Çevik, ülkenin kritik süreçlerden geçtiğini belirterek, tüm siyasi aktörleri sağduyuya davet etti:
“Gerginlikten medet uman siyaset anlayışı bu millete zarar verir. Biz YMP olarak milletimizin ortak değerlerini koruyan, ayrıştırmayan, birleştiren bir siyaseti savunuyoruz.”
“TÜRKİYE’NİN MİLLİ VE MANEVİ DİNAMİZMİ VE DİĞER SİYASİ FARKLILIKLARA TEMELLERİ TEKRAR HATIRLATACAK VE YÖN VERECEK GÜÇ BURADADIR”

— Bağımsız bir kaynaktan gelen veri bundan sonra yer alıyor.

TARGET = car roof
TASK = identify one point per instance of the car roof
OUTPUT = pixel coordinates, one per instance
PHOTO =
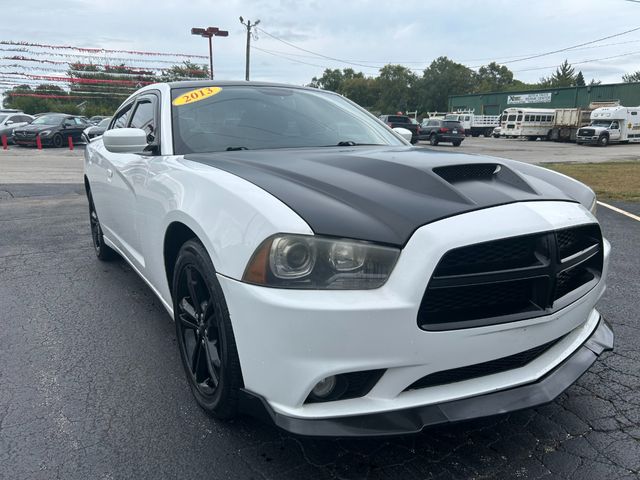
(234, 83)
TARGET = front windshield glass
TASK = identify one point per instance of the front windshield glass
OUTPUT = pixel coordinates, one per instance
(48, 120)
(254, 118)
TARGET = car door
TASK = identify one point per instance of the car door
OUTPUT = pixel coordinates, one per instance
(100, 169)
(129, 171)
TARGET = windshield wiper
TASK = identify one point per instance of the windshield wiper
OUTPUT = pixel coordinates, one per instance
(351, 143)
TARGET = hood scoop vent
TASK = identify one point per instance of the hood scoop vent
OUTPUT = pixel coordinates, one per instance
(473, 171)
(483, 172)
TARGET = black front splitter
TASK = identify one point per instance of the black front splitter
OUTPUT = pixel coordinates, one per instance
(413, 420)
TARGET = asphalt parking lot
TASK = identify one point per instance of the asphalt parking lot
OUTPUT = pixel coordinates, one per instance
(91, 384)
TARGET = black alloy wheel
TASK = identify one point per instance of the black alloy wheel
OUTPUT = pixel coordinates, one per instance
(103, 252)
(57, 140)
(205, 337)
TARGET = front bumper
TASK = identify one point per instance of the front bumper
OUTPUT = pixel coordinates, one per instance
(289, 340)
(590, 140)
(413, 420)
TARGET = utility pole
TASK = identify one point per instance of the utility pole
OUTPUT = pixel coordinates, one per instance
(209, 33)
(249, 26)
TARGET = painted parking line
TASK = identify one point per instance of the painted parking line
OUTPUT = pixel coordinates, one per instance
(619, 210)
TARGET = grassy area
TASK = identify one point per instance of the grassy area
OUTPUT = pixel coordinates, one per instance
(610, 180)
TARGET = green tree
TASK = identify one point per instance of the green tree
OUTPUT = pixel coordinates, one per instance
(396, 85)
(631, 77)
(185, 71)
(493, 78)
(333, 79)
(564, 76)
(361, 90)
(442, 78)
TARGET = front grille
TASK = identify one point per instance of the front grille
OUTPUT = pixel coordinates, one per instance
(482, 369)
(512, 279)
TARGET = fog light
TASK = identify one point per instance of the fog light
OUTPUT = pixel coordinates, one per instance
(324, 387)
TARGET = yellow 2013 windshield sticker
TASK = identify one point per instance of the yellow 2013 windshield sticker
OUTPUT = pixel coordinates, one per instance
(196, 95)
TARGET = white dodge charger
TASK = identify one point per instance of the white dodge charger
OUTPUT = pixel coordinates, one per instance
(328, 276)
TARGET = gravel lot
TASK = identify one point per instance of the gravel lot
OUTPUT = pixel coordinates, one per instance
(541, 151)
(91, 384)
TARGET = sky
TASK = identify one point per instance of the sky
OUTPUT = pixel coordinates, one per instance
(361, 34)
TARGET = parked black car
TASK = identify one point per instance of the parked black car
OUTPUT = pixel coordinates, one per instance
(9, 121)
(402, 121)
(436, 131)
(96, 130)
(54, 129)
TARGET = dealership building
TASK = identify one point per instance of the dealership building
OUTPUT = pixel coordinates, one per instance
(627, 94)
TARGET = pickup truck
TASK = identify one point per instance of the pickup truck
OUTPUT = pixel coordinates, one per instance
(402, 121)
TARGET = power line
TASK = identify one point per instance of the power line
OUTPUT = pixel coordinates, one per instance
(568, 48)
(316, 53)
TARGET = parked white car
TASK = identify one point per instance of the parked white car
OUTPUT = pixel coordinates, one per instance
(323, 272)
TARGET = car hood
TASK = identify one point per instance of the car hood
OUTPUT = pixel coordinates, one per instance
(35, 128)
(384, 194)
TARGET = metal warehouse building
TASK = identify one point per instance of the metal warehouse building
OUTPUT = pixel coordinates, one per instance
(628, 94)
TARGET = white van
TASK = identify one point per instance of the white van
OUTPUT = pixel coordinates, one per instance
(611, 125)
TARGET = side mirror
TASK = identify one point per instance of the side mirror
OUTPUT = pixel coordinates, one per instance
(125, 140)
(403, 132)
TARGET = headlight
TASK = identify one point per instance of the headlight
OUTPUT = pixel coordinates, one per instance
(309, 262)
(594, 206)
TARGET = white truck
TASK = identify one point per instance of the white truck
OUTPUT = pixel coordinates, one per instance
(475, 125)
(567, 121)
(611, 125)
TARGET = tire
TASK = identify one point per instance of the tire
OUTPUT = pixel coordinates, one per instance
(204, 333)
(56, 141)
(103, 252)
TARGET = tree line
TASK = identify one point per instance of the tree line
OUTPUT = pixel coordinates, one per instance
(397, 88)
(99, 90)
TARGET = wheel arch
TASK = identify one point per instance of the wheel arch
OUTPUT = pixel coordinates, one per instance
(176, 234)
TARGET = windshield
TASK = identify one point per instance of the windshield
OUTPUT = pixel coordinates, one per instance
(253, 118)
(48, 120)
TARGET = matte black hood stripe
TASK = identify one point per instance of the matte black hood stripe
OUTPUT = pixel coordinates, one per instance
(380, 194)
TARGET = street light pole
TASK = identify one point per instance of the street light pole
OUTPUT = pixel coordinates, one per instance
(247, 55)
(209, 33)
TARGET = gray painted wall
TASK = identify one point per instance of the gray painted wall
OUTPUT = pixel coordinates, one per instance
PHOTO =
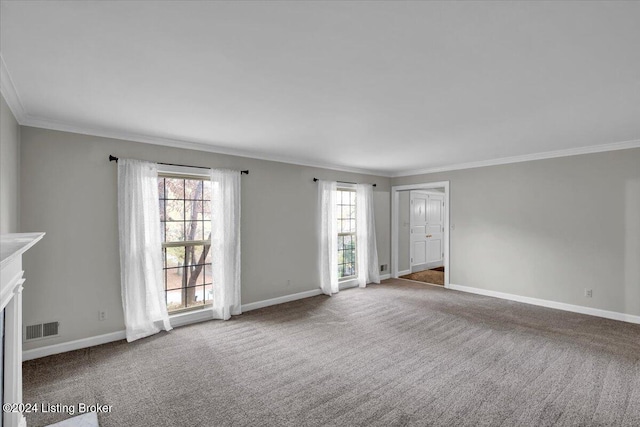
(549, 228)
(69, 191)
(9, 170)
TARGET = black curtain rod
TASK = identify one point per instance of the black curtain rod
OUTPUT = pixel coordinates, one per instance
(115, 159)
(342, 182)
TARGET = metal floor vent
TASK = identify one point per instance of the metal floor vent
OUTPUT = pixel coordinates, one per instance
(41, 330)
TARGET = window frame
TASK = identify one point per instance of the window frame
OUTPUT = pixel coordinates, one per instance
(347, 281)
(183, 172)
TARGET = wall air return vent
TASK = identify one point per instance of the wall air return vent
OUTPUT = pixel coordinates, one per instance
(41, 330)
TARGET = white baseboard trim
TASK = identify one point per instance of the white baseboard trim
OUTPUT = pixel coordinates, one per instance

İsmail Hakkı Çevik açıklamasını şu sözlerle tamamladı:
“Türkiye’nin gerçek anlamda milli bir çizgiden yönetilmesi, cumhuriyet değerlerinin korunması ve Atatürk milliyetçiliğinin yaşatılması için YMP olarak, başta mevcut CHP olmak üzere siyasi partilere de artık eski çıkmaz sokak olan polemik, demogoji siyasetini terk etme yönünde bir alternatif parti olmaya adaydır. Hem de yeniden halktan gelen bir oartidir..Biz bu milletin geleceği için varız ve milletimizin her bir ferdinin derdi bizim derdimizdir. Bu felsefe ve inançta olmadığımız sürece siyaset sadece çıkar ve kaostur, halkın maddi manevi yaşam özgürlüğünü, kültürel algılarını ve devlete güvenini büyük oranda zedeleyecektir..Biz, böyle istismarcı siyasette yokuz..Siyaset, halkı maddi manevi zenginleştirme sanatıdır, siyasetçiyi değil..Siyasetçi meşru kazancı neyse ekbette buna kimsenin itirazı yoktur, ama servetine de siyasi referansları alet etmemelidir "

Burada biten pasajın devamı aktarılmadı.